As his chances of a career as a pro sportsman faded, the teenager’s love of metal rapidly blossomed. He’d read about bands like Saxon, Iron Maiden and the NWOBHM scene in magazines like Sounds and its then-fledgling offshoot, Kerrang!.
“Most of what I know about heavy metal now came from that world,” he says. “It was how you’d communicate and it was the first place I saw the words Diamond Head, Angel Witch, Tygers Of Pan Tang and the list goes on…”
Metal gave the young Lars a place of solace and comfort in a city where he left lonely and isolated. He’d dream of this exotic other world he’d read about, filled with likeminded fanatics. So much so, he ended up spending the summer of ’81 travelling around England, crashing on the floor of the apartment shared by Diamond Head’s singer and guitarist, Sean Harris and Brian Tatler, and later striking up a friendship with late Motörhead legend, Lemmy Kilmister. “Being in the rock’n’roll environment just kinda turned me on,” he says of those pivotal rites of passage.
A few months later he was back in LA and he’d caught the bug so bad he put an ad in the local paper, Recycler, looking for “other heavy metal musicians” to join his quest, and once he met James, the rest was pretty much history. But it was in large part down to the drive, determination and sheer force of will the drummer displayed in making things happen.
“When you’re 17, you have these fucking blinders on,” he recalls with a smile. “Nothing fazes you. When James and I started this thing, nothing slowed us down.
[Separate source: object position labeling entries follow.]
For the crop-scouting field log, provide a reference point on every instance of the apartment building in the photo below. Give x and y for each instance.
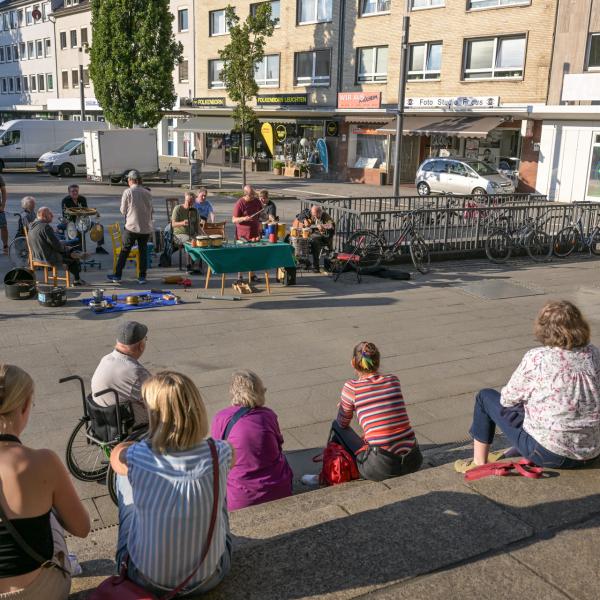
(27, 59)
(331, 70)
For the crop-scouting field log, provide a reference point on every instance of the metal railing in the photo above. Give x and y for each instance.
(452, 224)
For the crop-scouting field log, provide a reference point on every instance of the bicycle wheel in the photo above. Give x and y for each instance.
(565, 241)
(595, 242)
(498, 246)
(539, 245)
(419, 252)
(368, 247)
(86, 460)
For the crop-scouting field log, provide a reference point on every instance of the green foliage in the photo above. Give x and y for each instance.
(132, 58)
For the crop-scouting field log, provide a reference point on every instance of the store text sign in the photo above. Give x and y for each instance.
(454, 102)
(359, 100)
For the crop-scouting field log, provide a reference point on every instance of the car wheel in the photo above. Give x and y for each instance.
(423, 189)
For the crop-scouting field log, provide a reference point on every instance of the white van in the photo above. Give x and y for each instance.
(66, 161)
(23, 141)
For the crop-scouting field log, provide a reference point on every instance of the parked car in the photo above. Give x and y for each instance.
(460, 176)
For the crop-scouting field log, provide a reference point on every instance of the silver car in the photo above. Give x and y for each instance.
(460, 176)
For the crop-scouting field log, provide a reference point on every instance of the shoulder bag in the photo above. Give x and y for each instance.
(120, 587)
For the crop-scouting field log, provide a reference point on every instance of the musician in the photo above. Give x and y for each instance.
(46, 247)
(323, 229)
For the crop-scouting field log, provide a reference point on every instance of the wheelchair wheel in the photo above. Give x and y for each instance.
(86, 460)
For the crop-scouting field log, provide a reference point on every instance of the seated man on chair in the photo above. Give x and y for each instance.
(46, 247)
(322, 231)
(122, 371)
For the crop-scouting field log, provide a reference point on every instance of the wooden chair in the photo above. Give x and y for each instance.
(47, 267)
(116, 239)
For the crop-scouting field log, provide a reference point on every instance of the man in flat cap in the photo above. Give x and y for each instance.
(122, 371)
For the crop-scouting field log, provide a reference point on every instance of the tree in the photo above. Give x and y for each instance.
(245, 50)
(132, 58)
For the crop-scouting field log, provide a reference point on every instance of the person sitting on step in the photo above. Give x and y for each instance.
(550, 408)
(389, 448)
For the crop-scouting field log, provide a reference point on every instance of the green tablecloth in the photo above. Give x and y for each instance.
(235, 258)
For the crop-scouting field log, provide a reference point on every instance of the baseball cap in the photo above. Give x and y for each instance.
(131, 332)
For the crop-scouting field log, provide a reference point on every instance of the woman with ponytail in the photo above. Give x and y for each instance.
(389, 448)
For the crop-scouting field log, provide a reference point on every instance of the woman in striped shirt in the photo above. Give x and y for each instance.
(166, 493)
(389, 447)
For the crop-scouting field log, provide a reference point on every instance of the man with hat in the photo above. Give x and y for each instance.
(136, 207)
(122, 371)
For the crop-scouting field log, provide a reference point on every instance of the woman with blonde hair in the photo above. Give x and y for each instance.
(37, 499)
(167, 495)
(261, 472)
(550, 408)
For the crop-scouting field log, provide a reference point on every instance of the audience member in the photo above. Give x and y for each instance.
(122, 371)
(261, 472)
(389, 448)
(550, 408)
(166, 493)
(36, 494)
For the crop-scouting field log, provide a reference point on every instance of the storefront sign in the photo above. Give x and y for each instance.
(454, 102)
(331, 128)
(359, 100)
(282, 99)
Even in the wake of the horrific accident that took Cliff [Burton, the Metallica bassist who tragically died at the age of 24 in a bus crash while the band were on tour in Sweden on September 27, 1986]’s life, no matter what situation we were in, this was always going to move forward.”
The young Lars saw an opportunity to create and be a part of history, because he was so steeped and immersed in the mythology of metal, and he was living and breathing every moment of it. It gave him an identity, it gave him a place to call home and he was in it for life.
“We were all outsiders, alienated, ostracised and disenfranchised,” he explains. “So, you’re trying to figure out who you are, what your place is in all of this while you’re growing up and you’ve got your gang. There’s one way, there’s this uniform, it’s a brotherhood and a collective: you live together, sleep together, play together, drink together, and you fuck together. Those years were crazy. It was a lot of fun and I’m grateful for the memories.”
Then, after millions of records, endless touring, worldwide fame and over two decades of doing it harder, faster and better than anybody, came the inevitable crash.